Canned tuna, previously a staple of the middle-class and student diet, sells for nearly $5.50 a can (105 grams) in supermarkets nowadays, putting it out of the price range of a large segment of Iranian society, according to Saleh Adibzadeh, a member of the Iranian Association of Canned Food Industries.
“The rising production costs will further push up retail prices,” Mr. Adibzadeh was quoted by the Iranian Labor News Agency (ILNA) as saying. “The rising value of foreign currencies and exchange rates have increased the cost of raw material. Also, a shortage of [tuna] has resulted in artificial price hikes. Inadequate and ineffective policies have caused fish prices to increase way above their average market value.

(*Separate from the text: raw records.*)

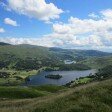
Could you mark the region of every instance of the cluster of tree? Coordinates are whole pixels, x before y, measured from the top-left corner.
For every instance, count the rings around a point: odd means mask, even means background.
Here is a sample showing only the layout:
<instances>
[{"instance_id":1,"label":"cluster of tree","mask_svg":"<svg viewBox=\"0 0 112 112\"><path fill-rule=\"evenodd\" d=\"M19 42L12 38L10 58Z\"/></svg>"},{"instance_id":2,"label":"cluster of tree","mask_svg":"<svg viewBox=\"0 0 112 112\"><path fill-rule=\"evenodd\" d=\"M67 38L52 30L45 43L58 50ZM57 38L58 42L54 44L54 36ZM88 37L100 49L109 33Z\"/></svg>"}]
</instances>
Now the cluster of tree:
<instances>
[{"instance_id":1,"label":"cluster of tree","mask_svg":"<svg viewBox=\"0 0 112 112\"><path fill-rule=\"evenodd\" d=\"M96 79L98 80L103 80L109 77L112 77L112 65L108 65L102 69L99 69L96 73Z\"/></svg>"},{"instance_id":2,"label":"cluster of tree","mask_svg":"<svg viewBox=\"0 0 112 112\"><path fill-rule=\"evenodd\" d=\"M8 78L10 76L7 72L0 72L0 78Z\"/></svg>"}]
</instances>

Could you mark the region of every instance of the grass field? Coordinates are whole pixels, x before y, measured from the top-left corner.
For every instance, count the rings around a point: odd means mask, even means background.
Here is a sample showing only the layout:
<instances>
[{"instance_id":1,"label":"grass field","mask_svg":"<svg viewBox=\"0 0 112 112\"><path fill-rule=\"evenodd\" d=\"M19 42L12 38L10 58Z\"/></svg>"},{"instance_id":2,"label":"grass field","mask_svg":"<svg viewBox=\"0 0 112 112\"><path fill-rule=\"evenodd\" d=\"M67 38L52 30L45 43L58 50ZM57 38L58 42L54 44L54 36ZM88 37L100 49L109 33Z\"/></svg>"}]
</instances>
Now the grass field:
<instances>
[{"instance_id":1,"label":"grass field","mask_svg":"<svg viewBox=\"0 0 112 112\"><path fill-rule=\"evenodd\" d=\"M1 100L0 112L112 112L112 79L39 98Z\"/></svg>"}]
</instances>

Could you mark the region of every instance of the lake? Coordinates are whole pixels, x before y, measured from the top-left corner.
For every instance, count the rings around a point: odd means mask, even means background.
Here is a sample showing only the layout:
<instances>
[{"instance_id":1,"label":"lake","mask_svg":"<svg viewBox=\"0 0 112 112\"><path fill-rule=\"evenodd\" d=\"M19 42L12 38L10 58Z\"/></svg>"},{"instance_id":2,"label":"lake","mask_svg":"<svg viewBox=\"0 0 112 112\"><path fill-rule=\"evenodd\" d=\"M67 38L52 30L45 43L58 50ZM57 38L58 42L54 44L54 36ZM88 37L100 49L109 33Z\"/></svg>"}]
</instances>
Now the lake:
<instances>
[{"instance_id":1,"label":"lake","mask_svg":"<svg viewBox=\"0 0 112 112\"><path fill-rule=\"evenodd\" d=\"M37 75L33 75L30 77L30 81L27 81L25 85L45 85L45 84L53 84L53 85L65 85L70 81L75 80L79 77L88 76L89 74L96 73L96 70L84 70L84 71L43 71ZM54 74L54 75L62 75L61 79L49 79L45 78L46 75Z\"/></svg>"}]
</instances>

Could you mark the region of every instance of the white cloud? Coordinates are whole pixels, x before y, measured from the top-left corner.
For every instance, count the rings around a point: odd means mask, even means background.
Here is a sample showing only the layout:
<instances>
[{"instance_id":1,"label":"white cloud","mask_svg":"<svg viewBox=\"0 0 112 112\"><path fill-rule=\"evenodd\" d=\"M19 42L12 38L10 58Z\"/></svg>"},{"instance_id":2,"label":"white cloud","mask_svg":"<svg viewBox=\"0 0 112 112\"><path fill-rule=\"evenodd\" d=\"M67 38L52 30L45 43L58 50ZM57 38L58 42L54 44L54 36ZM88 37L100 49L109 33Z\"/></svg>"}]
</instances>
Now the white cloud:
<instances>
[{"instance_id":1,"label":"white cloud","mask_svg":"<svg viewBox=\"0 0 112 112\"><path fill-rule=\"evenodd\" d=\"M19 26L16 21L14 21L14 20L12 20L10 18L5 18L4 23L8 24L8 25L11 25L11 26Z\"/></svg>"},{"instance_id":2,"label":"white cloud","mask_svg":"<svg viewBox=\"0 0 112 112\"><path fill-rule=\"evenodd\" d=\"M7 0L10 9L19 14L37 18L43 21L59 18L63 13L53 3L46 3L45 0Z\"/></svg>"},{"instance_id":3,"label":"white cloud","mask_svg":"<svg viewBox=\"0 0 112 112\"><path fill-rule=\"evenodd\" d=\"M96 15L95 13L90 13L88 16L93 18L93 19L98 19L99 18L99 16Z\"/></svg>"},{"instance_id":4,"label":"white cloud","mask_svg":"<svg viewBox=\"0 0 112 112\"><path fill-rule=\"evenodd\" d=\"M3 28L0 28L0 33L4 33L5 30Z\"/></svg>"}]
</instances>

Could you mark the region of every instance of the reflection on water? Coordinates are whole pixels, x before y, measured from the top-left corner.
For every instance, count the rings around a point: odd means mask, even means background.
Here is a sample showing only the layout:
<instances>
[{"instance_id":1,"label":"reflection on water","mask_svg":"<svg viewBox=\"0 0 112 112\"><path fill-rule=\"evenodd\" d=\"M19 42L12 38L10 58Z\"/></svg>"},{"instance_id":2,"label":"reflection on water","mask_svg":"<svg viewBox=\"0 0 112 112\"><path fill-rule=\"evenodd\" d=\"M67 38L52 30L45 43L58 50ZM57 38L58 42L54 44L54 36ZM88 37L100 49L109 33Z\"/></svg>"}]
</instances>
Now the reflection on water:
<instances>
[{"instance_id":1,"label":"reflection on water","mask_svg":"<svg viewBox=\"0 0 112 112\"><path fill-rule=\"evenodd\" d=\"M66 83L75 80L79 77L88 76L89 74L96 73L96 70L85 70L85 71L51 71L51 72L41 72L38 75L30 77L30 81L27 81L25 85L45 85L45 84L55 84L55 85L65 85ZM46 75L62 75L61 79L49 79L45 78Z\"/></svg>"}]
</instances>

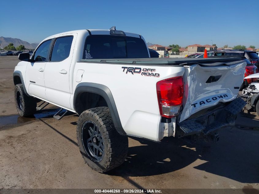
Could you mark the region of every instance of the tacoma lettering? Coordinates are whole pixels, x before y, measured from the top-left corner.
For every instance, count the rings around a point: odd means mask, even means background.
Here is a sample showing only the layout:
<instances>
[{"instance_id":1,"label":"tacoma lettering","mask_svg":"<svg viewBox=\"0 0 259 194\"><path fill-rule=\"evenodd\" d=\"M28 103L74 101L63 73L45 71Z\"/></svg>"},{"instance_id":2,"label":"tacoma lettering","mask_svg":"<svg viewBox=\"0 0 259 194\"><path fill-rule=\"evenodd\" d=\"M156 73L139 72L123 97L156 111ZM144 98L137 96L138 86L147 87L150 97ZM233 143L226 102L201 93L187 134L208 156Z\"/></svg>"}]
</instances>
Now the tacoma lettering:
<instances>
[{"instance_id":1,"label":"tacoma lettering","mask_svg":"<svg viewBox=\"0 0 259 194\"><path fill-rule=\"evenodd\" d=\"M197 105L198 103L200 104L200 106L201 106L203 105L205 105L206 103L209 103L211 101L211 100L213 101L215 101L217 100L218 98L226 98L227 97L228 97L227 94L223 94L223 95L222 96L222 95L220 95L220 96L214 96L211 98L208 98L208 99L206 99L205 100L205 101L201 101L199 103L196 102L196 103L194 103L191 105L192 106L193 106L193 107L196 108L196 105Z\"/></svg>"}]
</instances>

Producers pay close to $8 for a kilogram of tuna based on the current exchange rate of 11,000 rials to a U.S. dollar.”
“The Ministry of Agricultural Jihad limited the amount of tuna that could be imported into the country last month,” Adibzadeh added. “In the past, however, imports compensated the shortage of tuna caused by fishing restrictions. Retail prices of canned tuna will continue to rise as the production cost increases. The sale of tuna has dropped between 50 to 70 percent because of the continuing increase in the dollar’s value. Our factories operate at 50 percent of the capacities. As a result, we have been forced to reduce our workforce.”

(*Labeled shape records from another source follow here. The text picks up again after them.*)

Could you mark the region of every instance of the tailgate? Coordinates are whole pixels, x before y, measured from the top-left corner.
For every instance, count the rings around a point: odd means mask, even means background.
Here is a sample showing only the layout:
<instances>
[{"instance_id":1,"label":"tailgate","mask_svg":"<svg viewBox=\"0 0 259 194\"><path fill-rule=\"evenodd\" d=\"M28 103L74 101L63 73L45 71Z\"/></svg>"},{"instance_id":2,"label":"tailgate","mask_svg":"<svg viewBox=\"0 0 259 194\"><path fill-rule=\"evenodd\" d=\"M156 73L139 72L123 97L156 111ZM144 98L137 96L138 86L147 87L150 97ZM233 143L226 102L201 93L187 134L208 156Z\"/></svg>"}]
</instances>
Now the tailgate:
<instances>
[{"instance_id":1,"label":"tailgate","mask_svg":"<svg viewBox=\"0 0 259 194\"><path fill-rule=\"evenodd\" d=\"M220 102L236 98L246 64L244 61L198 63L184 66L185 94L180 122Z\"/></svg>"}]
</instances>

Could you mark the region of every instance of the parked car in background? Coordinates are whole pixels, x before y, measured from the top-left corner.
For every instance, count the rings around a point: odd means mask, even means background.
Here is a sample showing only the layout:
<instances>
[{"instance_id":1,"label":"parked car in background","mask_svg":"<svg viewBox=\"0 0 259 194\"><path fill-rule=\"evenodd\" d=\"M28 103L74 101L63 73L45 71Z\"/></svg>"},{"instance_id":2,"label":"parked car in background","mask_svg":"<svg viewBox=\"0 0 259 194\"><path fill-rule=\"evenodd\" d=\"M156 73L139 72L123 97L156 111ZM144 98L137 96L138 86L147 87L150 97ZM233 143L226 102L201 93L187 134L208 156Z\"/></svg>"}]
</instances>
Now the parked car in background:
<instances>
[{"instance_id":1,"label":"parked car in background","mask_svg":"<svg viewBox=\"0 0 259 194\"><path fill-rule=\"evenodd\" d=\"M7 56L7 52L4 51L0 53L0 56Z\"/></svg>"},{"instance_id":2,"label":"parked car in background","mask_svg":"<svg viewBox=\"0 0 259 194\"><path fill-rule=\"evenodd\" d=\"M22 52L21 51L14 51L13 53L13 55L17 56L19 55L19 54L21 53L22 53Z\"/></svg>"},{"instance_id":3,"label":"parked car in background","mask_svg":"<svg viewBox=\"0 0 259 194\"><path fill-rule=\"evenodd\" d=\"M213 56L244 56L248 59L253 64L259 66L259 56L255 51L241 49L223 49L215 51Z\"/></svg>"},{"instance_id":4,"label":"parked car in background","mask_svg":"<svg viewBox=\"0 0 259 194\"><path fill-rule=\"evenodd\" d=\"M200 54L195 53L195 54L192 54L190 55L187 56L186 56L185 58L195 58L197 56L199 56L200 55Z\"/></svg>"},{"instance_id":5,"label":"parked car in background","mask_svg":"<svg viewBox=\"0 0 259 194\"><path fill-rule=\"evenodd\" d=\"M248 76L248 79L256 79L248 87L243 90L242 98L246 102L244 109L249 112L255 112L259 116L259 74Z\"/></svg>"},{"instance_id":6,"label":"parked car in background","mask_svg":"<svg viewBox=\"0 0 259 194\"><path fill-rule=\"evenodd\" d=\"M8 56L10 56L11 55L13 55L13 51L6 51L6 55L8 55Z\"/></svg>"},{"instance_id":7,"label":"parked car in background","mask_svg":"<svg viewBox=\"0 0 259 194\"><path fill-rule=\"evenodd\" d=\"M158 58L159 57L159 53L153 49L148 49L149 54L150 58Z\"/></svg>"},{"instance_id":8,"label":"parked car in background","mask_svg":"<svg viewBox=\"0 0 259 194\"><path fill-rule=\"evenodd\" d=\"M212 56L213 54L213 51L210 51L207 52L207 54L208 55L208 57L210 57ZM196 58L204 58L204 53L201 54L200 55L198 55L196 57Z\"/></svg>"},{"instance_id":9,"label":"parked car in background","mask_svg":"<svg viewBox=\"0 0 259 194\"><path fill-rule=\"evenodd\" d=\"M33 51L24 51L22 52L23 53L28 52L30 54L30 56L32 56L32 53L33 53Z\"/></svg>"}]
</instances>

Canned tuna is not the only food product that has experienced a massive price increase in recent months. Prices for grain products including wheat, rice, oats, cornmeal, and barley have also gone up. According to a recent report on inflation by the Statistical Center of Iran, prices of oranges, tea, poultry, sheep and lamb meat have risen significantly.
The price of wheat bran, used for cattle, sheep and poultry feed, has increased by 150 percent, Rustanews website reported, citing Cyrus Rousta, the chairman of the Association of Fars Province Livestock Farmers.
“Any increase in the cost of animal feed, including wheat germ, barley, and corn will cause the price of beef, lamb, and mutton to go up. Consumers will ultimately feel the pinch.” Mr. Rousta said. “Unfortunately, some people try to make every arbitrary action legal, including a 150 percent surge in animal feed prices.”